Air jet diverts after passenger claims to have 'device'

WASHINGTON Wed May 23, 2012 5:38am EDT

A U.S. Airways flight from Paris to Charlotte, North Carolina that was diverted to Bangor International Airport after reports of a passenger showing ''suspicious behavior'' takes off after landing safely earlier in the day in Bangor, Maine May 22, 2012. REUTERS/Joel Page

A U.S. Airways flight from Paris to Charlotte, North Carolina that was diverted to Bangor International Airport after reports of a passenger showing ''suspicious behavior'' takes off after landing safely earlier in the day in Bangor, Maine May 22, 2012.

Credit: Reuters/Joel Page

WASHINGTON (Reuters) - A passenger who claimed to have a surgically implanted device prompted a US Airways jetliner to divert to Maine on Tuesday in a security scare that followed a recently foiled bomb plot targeting U.S.-bound aircraft, government officials said.
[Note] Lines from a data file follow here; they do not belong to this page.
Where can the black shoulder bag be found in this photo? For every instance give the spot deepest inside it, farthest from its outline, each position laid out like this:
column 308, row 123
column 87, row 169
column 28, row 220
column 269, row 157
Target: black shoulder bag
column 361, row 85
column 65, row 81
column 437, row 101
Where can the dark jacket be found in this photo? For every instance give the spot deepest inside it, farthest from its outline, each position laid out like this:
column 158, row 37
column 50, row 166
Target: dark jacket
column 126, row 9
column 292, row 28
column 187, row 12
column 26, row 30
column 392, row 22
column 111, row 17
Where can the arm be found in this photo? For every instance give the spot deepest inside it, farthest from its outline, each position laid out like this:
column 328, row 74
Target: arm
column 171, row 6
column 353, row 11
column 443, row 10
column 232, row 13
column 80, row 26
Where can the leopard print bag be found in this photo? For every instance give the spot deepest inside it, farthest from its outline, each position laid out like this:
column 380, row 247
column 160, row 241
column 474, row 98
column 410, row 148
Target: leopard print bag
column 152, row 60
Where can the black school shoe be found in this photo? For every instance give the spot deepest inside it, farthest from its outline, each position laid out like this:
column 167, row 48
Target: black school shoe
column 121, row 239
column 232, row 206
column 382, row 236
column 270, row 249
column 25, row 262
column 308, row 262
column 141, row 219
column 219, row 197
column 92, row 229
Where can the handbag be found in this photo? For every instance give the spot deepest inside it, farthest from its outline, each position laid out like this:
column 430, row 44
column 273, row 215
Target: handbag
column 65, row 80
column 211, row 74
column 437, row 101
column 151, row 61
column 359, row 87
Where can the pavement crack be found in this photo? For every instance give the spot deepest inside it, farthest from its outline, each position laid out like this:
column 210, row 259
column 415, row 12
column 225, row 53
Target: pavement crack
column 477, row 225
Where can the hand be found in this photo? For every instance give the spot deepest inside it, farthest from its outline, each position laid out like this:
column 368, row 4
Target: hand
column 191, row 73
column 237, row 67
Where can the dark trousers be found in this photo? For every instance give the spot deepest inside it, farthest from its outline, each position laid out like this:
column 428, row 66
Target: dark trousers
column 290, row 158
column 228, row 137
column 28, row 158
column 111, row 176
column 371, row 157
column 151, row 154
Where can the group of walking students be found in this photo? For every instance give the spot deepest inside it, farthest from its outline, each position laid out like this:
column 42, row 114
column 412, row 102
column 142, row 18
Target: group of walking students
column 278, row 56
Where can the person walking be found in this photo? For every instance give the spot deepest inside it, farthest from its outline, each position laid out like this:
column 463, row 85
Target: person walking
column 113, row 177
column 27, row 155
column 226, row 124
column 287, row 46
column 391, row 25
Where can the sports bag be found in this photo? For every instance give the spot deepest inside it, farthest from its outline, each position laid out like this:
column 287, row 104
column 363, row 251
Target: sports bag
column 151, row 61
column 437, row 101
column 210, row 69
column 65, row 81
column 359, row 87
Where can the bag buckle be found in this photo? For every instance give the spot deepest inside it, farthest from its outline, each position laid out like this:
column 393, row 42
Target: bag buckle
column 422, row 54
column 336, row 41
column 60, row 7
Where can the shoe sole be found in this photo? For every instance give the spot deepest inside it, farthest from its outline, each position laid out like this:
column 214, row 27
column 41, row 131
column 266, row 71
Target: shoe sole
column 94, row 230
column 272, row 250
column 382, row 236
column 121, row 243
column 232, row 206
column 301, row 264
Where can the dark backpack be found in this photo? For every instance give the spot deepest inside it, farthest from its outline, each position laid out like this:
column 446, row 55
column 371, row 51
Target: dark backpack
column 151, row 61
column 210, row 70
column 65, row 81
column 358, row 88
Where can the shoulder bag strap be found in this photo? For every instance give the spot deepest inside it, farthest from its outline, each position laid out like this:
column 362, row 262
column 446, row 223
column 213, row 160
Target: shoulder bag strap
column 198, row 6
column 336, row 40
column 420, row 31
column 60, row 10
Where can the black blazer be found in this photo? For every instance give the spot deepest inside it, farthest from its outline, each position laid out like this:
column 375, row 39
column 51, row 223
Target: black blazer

Flight 787, from Paris to Charlotte, North Carolina, with 188 people aboard, landed safely around noon local time (1600 GMT) in Bangor trailed by two F-15 fighter escorts that scrambled to intercept the Boeing 767 as it approached the coast, authorities said.

The passenger jet's crew reported that the cockpit was secure before landing in light rain and taxiing to an isolated area away from the airport terminal, according to a recording of air traffic control communication with the plane.
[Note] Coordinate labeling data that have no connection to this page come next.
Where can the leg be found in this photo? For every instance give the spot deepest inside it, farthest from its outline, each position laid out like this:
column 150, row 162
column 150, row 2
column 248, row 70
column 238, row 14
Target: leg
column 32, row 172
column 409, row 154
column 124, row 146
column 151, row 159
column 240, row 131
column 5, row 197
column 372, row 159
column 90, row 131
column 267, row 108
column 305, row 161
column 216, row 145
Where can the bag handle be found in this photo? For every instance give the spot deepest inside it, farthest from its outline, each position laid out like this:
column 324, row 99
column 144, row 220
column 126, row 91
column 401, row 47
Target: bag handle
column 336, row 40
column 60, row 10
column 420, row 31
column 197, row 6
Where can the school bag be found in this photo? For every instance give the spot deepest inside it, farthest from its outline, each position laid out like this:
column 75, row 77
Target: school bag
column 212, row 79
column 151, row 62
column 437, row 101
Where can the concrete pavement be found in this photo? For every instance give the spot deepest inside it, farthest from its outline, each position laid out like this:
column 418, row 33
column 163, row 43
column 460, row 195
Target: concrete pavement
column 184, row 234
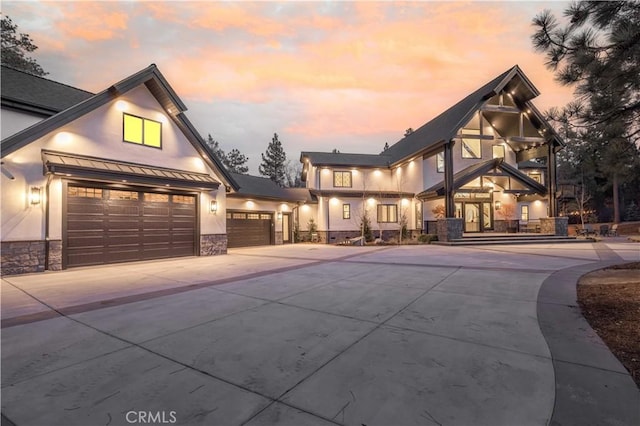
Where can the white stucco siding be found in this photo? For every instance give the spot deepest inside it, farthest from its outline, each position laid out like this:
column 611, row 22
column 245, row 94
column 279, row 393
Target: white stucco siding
column 306, row 212
column 98, row 134
column 12, row 122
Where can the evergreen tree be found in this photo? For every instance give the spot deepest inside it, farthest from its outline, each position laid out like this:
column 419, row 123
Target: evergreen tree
column 236, row 162
column 15, row 47
column 214, row 148
column 274, row 162
column 598, row 53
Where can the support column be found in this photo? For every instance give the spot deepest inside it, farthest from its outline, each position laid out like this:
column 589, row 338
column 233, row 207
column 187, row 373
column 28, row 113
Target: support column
column 449, row 206
column 551, row 172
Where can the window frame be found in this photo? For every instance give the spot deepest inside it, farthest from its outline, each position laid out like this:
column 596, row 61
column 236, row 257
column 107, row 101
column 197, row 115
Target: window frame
column 346, row 211
column 142, row 143
column 342, row 173
column 439, row 162
column 493, row 149
column 388, row 208
column 468, row 154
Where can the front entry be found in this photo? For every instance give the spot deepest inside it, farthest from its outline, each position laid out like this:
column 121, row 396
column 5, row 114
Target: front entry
column 478, row 216
column 286, row 228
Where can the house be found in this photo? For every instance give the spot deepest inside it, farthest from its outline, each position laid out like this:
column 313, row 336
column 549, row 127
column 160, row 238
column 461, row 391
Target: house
column 262, row 213
column 117, row 176
column 481, row 164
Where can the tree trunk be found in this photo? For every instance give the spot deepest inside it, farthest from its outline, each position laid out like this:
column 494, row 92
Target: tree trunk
column 616, row 199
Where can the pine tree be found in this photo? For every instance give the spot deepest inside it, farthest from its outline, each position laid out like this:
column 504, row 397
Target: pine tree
column 236, row 162
column 598, row 53
column 15, row 46
column 274, row 162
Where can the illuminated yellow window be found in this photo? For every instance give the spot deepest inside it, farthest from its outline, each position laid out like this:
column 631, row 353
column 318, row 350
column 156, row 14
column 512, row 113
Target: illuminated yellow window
column 142, row 131
column 132, row 129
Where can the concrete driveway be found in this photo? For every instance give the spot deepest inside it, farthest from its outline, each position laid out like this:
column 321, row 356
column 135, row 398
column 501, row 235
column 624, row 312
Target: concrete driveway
column 316, row 335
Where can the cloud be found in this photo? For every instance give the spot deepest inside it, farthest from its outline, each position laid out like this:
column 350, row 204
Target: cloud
column 335, row 71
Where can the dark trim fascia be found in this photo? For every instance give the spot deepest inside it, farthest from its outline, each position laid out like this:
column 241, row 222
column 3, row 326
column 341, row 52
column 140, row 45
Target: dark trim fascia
column 95, row 175
column 19, row 106
column 362, row 194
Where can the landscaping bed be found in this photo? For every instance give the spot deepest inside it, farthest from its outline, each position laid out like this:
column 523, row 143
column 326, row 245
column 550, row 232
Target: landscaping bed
column 610, row 301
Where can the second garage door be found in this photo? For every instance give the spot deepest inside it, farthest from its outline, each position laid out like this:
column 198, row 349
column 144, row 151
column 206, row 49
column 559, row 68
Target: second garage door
column 246, row 229
column 111, row 225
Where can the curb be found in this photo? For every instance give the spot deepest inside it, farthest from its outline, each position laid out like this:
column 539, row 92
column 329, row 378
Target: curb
column 592, row 386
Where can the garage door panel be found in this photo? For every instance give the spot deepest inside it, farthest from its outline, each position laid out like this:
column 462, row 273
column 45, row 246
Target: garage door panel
column 130, row 226
column 243, row 231
column 85, row 241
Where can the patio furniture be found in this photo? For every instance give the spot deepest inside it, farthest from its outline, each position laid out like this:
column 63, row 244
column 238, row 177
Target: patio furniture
column 586, row 231
column 604, row 230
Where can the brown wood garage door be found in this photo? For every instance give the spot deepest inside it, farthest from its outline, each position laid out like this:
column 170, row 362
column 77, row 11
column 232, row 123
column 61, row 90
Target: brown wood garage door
column 111, row 225
column 246, row 229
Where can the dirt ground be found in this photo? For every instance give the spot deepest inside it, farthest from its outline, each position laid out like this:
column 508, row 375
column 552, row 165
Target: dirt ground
column 610, row 301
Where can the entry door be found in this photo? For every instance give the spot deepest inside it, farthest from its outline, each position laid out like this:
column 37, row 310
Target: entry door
column 487, row 217
column 286, row 228
column 471, row 217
The woman passenger, described as a French citizen born in Cameroon, was removed from the aircraft and was questioned by Customs and Border Protection and taken into custody by the FBI, officials said.

There were no indications that the incident was connected to terrorism.

The Transportation Security Administration TSA.L said in a statement the plane was diverted out of "an abundance of caution" where it was met by law enforcement.

Passengers also were interviewed and authorities believed they were never in any danger, an FBI official in Boston said.

The flight resumed to Charlotte later in the afternoon without further incident, the airline said.

The diversion was alarming because of a recent disclosure of a foiled plot by al Qaeda's Yemeni affiliate to bomb a U.S.-bound plane, and apparent U.S. security directives about continued extremist interest in targeting aviation and the ways in which they are trying to circumvent airport security with exotic weapons.

"We have seen intelligence identifying surgically implanted bombs as a threat to air travel," said U.S. Senator Susan Collins, the senior Republican on the Homeland Security Committee, who spoke with TSA Administrator John Pistole and confirmed key details of Tuesday's incident.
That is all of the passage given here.